My strong hunch is that more widespread genetic testing will create more anxiety, more neuroticism, and hence more pastoral work.


The double-edge of technology
Genetic testing is an example of a technology that can have clear benefits but which we might discover causes more harm than good. Technology is often like that. Technology, specifically digital technology, is the driver of so much disorder and sin.

Digital technology opens the door to worlds that in some cases weren’t even previously imagined, as well as those that were imagined but impossible. We all know the reality that the action of going into a newsagent and purchasing a magazine off the top shelf created a far higher barrier to accessing porn than does the instant access provided online. We also know that this is fuelling ever more extreme and depraved examples of porn, and that in turn affects expectations and behaviours. The dating apps create opportunities, some good, many bad, that wouldn’t have existed without technology. And so on and on.

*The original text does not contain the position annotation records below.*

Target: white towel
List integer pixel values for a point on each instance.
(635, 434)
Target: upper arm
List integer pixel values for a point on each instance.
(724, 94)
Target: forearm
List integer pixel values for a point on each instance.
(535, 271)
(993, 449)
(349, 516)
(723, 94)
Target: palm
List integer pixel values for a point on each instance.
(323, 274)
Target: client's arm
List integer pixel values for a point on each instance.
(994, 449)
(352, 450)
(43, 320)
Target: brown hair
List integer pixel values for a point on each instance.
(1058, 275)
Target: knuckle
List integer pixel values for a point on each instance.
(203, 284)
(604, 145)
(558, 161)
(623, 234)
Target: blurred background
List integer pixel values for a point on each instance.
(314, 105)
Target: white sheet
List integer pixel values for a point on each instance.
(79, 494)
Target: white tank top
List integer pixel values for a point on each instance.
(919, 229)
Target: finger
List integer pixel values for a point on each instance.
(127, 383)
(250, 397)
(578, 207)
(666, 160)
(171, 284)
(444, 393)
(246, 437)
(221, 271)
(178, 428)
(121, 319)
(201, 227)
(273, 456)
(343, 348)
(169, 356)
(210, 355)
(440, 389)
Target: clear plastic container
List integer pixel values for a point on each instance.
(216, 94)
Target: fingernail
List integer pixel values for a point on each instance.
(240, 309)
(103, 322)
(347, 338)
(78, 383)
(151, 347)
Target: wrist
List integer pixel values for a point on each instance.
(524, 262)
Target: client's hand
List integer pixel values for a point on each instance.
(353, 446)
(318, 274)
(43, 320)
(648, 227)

These technological trends will only accelerate. Are we thinking about these issues, and are we teaching into them? Digital technology offers so many wonderful benefits and blessings yet at the same time many of us are like toddlers who have been handed a chainsaw. If we are going to make disciples then discipling people in how to handle technology in a God-honouring way is going to be essential.


If you are a pastor you may well think that trying to finish off your message for Sunday, let along working out which way to vote, leaves you with no time to consider ethical issues like these. But you should do. The issues are unavoidable.